La procédure de publicité-concertation a contribué à sortir l’urbanisme de l’ombre et forcé les promoteurs et les pouvoirs publics à justifier leurs projets. Elle est un des principaux acquis de la démocratie urbaine même si de nombreuses critiques peuvent lui être adressées, nous y reviendrons dans la suite du dossier.

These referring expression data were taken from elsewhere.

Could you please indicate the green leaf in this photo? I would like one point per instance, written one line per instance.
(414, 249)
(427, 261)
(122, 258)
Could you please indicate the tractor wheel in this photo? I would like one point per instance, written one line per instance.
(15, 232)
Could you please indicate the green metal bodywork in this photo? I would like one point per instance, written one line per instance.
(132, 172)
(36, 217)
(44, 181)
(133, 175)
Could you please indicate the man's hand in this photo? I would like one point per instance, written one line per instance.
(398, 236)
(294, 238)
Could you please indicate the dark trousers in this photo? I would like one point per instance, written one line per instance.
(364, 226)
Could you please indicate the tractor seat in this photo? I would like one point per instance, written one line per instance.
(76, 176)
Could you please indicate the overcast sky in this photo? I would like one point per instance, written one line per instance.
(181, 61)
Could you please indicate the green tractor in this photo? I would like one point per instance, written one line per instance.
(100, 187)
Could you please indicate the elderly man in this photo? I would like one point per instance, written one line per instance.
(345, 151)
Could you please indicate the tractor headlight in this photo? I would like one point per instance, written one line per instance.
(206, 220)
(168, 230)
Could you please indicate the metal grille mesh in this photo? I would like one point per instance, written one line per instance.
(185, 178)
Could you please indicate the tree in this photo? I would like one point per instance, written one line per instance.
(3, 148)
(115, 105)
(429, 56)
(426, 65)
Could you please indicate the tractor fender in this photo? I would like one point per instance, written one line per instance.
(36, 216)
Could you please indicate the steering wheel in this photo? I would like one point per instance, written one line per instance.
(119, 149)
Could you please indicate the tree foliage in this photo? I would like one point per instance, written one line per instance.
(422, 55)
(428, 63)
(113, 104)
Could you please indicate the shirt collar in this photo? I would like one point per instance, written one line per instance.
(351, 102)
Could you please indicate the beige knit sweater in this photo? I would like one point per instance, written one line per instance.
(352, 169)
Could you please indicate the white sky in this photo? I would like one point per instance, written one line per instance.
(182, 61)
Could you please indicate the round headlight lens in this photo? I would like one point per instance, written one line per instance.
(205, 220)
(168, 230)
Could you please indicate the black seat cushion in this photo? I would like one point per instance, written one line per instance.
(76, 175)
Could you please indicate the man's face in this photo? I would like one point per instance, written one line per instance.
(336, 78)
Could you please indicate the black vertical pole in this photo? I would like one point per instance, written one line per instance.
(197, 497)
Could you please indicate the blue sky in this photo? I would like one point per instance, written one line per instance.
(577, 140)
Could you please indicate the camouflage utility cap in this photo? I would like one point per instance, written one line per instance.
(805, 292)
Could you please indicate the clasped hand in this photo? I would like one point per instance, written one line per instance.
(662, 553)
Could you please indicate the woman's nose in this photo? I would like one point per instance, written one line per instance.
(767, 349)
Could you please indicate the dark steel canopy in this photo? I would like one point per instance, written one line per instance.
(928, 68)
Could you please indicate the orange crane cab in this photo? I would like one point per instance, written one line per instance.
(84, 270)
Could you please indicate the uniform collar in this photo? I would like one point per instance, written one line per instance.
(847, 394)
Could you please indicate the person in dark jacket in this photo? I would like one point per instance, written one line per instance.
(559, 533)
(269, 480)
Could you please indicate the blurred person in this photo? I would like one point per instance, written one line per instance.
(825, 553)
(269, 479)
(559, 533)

Le plus patent, sans doute, est l’occultation par cette procédure de participation de la difficulté pour les habitants des quartiers populaires à s’y faire entendre. Difficulté produisant à contrario un déséquilibre dans la production de l’espace public au profit des classes moyennes aisées mieux outillées pour promouvoir sa vision de la qualité du cadre de vie, et ce, en décalage avec la population qui habite majoritairement la ville. Ceci explique sans doute pourquoi les concertations rencontrent bien plus de succès à Uccle qu’à Saint-Josse. L’ARAU et Inter-Environnement, conscients de cette critique, tentèrent d’instituer à la fin des années 1970 des boutiques urbaines dans les quartiers populaires. Mais leur tentative d’intéressement aux enjeux de l’aménagement du territoire échoua, illustrant tout la difficulté, manifeste plus que jamais aujourd’hui, d’articuler question urbaine et question sociale. Ceci ne remet nullement en cause la pertinence de la publicité-concertation mais pose la question de la capacité d’agir des associations dans certains quartiers là où la population ne le fait pas, non pas dans une logique tutélaire et paternaliste mais bien pour l’outiller à faire valoir ses intérêts et négocier sa place dans la ville, y compris au sein des procédures de concertation.

Notes

[1] Loi du 29 mars 1962 organique de l’aménagement du territoire et de l’urbanisme, modifiée par les lois du 22 avril 1970 et 22 décembre 1970.

1 Message

  • Perso, je trouve que c’est une très bonne mise en contexte.
    Je suis par ailleurs entièrement d’accord avec l’ensemble des remarques mises en italique dans le texte. Par ailleurs, la mobilisation citoyenne n’était et n’est pas le seul privilège des quartiers riches, même si un décalage existe. Les quartiers populaires ont eux aussi connus leurs mobilisations.
    Ce qui est vrai par contre, c’est que ces mobilisations (mais c’est le même principe qui prévaut dans les quartiers aisés) sont presque toujours portées par des personnes issues d’une classe moyenne "éclairée". Mais est-ce pour autant qu’elles défendent des intérêts contraires aux intérêts des habitants les plus pauvres ? (exemple d’Irma Bozzo). Bref, attention effectivement à la généralisation.